The F.T.C. and the Justice Department, which examine corporate mergers and look at whether they could hurt competition, in recent years have divided up responsibility for investigating whether tech giants have broken antitrust laws. The F.T.C. has filed antitrust lawsuits against Amazon and Meta, while the Justice Department has sued Google and is investigating Apple’s behavior.
The F.T.C. has additional powers to produce public studies that look at specific corporate conduct and its effect on the economy. In 2021, for example, it released a report that looked at tech giants’ acquisitions, determining that many of them were not big enough to meet the standard for mandatory government scrutiny. More recently, the agency conducted an inquiry into how social media companies and video platforms handle deceptive advertising.
The ties between the tech giants and A.I. start-ups have faced increased scrutiny since November, when OpenAI’s board ousted its chief executive, Sam Altman. In the chaotic days that followed, Microsoft’s chief executive, Satya Nadella, counseled Mr. Altman and later offered to directly hire him and his team, raising questions about the influence Microsoft had over the start-up’s operations. Mr. Altman ultimately returned to OpenAI.
As part of Thursday’s inquiry, the F.T.C. said, it will ask Microsoft, Amazon, Google’s parent company, Alphabet, OpenAI and Anthropic for details including whether the deals between the giants and the start-ups involved have rights to board seats or other oversight over each other. Microsoft obtained a seat on OpenAI’s board in November but does not have the right to vote on its decisions.
Microsoft has committed $13 billion for what is effectively a 49 percent stake in the start-up. The company worked to keep its share below 50 percent because of antitrust concerns, The New York Times previously reported. Amazon said it would invest up to $4 billion in Anthropic. Google has committed to investing more than $2 billion in Anthropic.

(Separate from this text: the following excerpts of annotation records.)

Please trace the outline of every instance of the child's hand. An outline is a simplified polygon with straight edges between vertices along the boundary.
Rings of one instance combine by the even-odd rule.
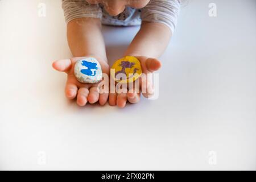
[[[90,104],[93,104],[98,101],[100,105],[103,105],[107,102],[109,94],[108,93],[100,94],[97,89],[99,83],[82,84],[77,81],[74,75],[75,63],[83,58],[82,57],[77,57],[71,59],[55,61],[52,64],[52,67],[58,71],[68,74],[68,80],[65,88],[65,95],[68,98],[72,100],[76,97],[76,102],[80,106],[85,105],[88,101]],[[109,75],[108,64],[98,57],[96,59],[101,64],[102,72]]]
[[[148,74],[158,70],[161,67],[161,63],[156,59],[150,58],[145,56],[135,56],[141,62],[142,73]],[[141,79],[141,78],[140,78]],[[140,81],[140,90],[146,90],[146,93],[142,93],[144,97],[148,98],[152,96],[154,88],[152,87],[152,80],[147,80],[147,81]],[[132,92],[131,92],[132,91]],[[134,90],[130,90],[127,93],[110,93],[109,102],[112,106],[117,105],[119,107],[125,106],[127,101],[135,104],[139,101],[141,97],[140,93],[135,93]]]

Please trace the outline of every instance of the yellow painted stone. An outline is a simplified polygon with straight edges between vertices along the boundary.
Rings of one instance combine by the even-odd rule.
[[[110,72],[114,80],[123,84],[135,81],[142,74],[141,62],[134,56],[127,56],[115,61],[112,69],[114,69]]]

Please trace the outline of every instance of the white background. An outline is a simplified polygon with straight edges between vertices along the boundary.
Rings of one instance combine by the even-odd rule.
[[[159,99],[80,107],[51,68],[71,56],[61,1],[0,1],[0,169],[256,169],[255,15],[254,0],[189,1]],[[104,27],[110,64],[138,28]]]

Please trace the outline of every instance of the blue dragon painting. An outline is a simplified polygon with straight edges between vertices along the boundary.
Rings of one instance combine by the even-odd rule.
[[[82,61],[82,65],[88,68],[81,69],[81,73],[90,76],[95,76],[96,71],[94,71],[93,73],[92,69],[98,69],[98,67],[97,67],[97,63],[91,63],[85,60]]]

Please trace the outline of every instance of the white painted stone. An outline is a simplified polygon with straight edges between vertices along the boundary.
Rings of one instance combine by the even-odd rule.
[[[77,80],[84,84],[97,83],[102,78],[101,65],[94,57],[85,57],[77,61],[74,72]]]

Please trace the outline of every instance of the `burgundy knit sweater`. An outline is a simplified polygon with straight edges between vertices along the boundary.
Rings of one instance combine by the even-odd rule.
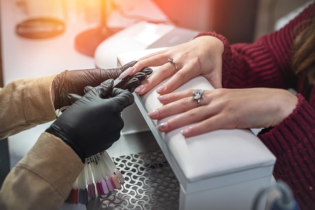
[[[213,32],[198,35],[216,37],[224,44],[223,87],[291,88],[298,92],[293,112],[258,136],[277,157],[274,176],[291,188],[301,209],[315,209],[315,87],[292,70],[292,32],[314,12],[313,3],[284,28],[251,44],[229,45]]]

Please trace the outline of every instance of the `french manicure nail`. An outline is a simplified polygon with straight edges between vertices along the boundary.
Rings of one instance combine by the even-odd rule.
[[[168,123],[162,123],[161,124],[158,125],[156,128],[160,131],[163,131],[168,127]]]
[[[125,71],[120,74],[118,78],[120,79],[123,79],[124,78],[126,77],[129,74],[131,73],[131,71],[133,71],[135,69],[135,67],[134,66],[131,66],[131,67],[129,67],[126,70],[125,70]]]
[[[140,91],[141,91],[143,89],[143,88],[144,88],[144,85],[143,85],[143,84],[141,84],[139,86],[138,86],[135,89],[134,89],[134,91],[135,92],[140,92]]]
[[[164,89],[165,89],[165,85],[160,86],[160,87],[158,88],[158,89],[156,89],[156,92],[161,92],[163,91]]]
[[[159,110],[153,110],[153,111],[148,113],[147,114],[147,116],[149,116],[150,118],[151,118],[152,117],[157,116],[158,114],[159,114]]]
[[[181,133],[183,136],[186,136],[188,134],[189,134],[191,132],[191,129],[188,128],[185,128],[185,129],[183,129],[181,131]]]
[[[158,99],[159,100],[167,100],[167,99],[168,96],[165,95],[159,95],[159,96],[158,96]]]

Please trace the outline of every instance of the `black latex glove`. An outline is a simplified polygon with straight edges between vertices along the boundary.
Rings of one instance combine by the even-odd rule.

The study could be followed by a more formal investigation into whether the deals between the companies violate antitrust laws. Officials at the F.T.C. and in the Justice Department have been in discussions about which agency will get to examine the deal between Microsoft and OpenAI, according to a person familiar with the matter who spoke on condition of anonymity because the discussions are confidential.
An F.T.C. spokesman said that the study was a first step to understanding a new market for technology and that the findings could be used by either agency.
William Kovacic, a former chairman of the agency, said the study would allow officials to better understand a “formative tech issue” after years of criticism that the agency had been slow to handle competition problems in the economy.
“This is a strategy for getting ahead of the issue,” he added.
Separately, the F.T.C. last year opened an investigation into whether ChatGPT had harmed consumers, with a focus more broadly on whether the technology could be used to commit fraud. (The Times has sued Microsoft and OpenAI over use of copyrighted work.)
“America’s longstanding national commitment to fostering fair and open competition has been an essential part of what has made this nation an economic powerhouse and a laboratory of innovation,” Ms. Khan said in a Times guest essay last year. “We once again find ourselves at a key decision point.”
Tripp Mickle contributed reporting from San Francisco, and Karen Weise from Seattle.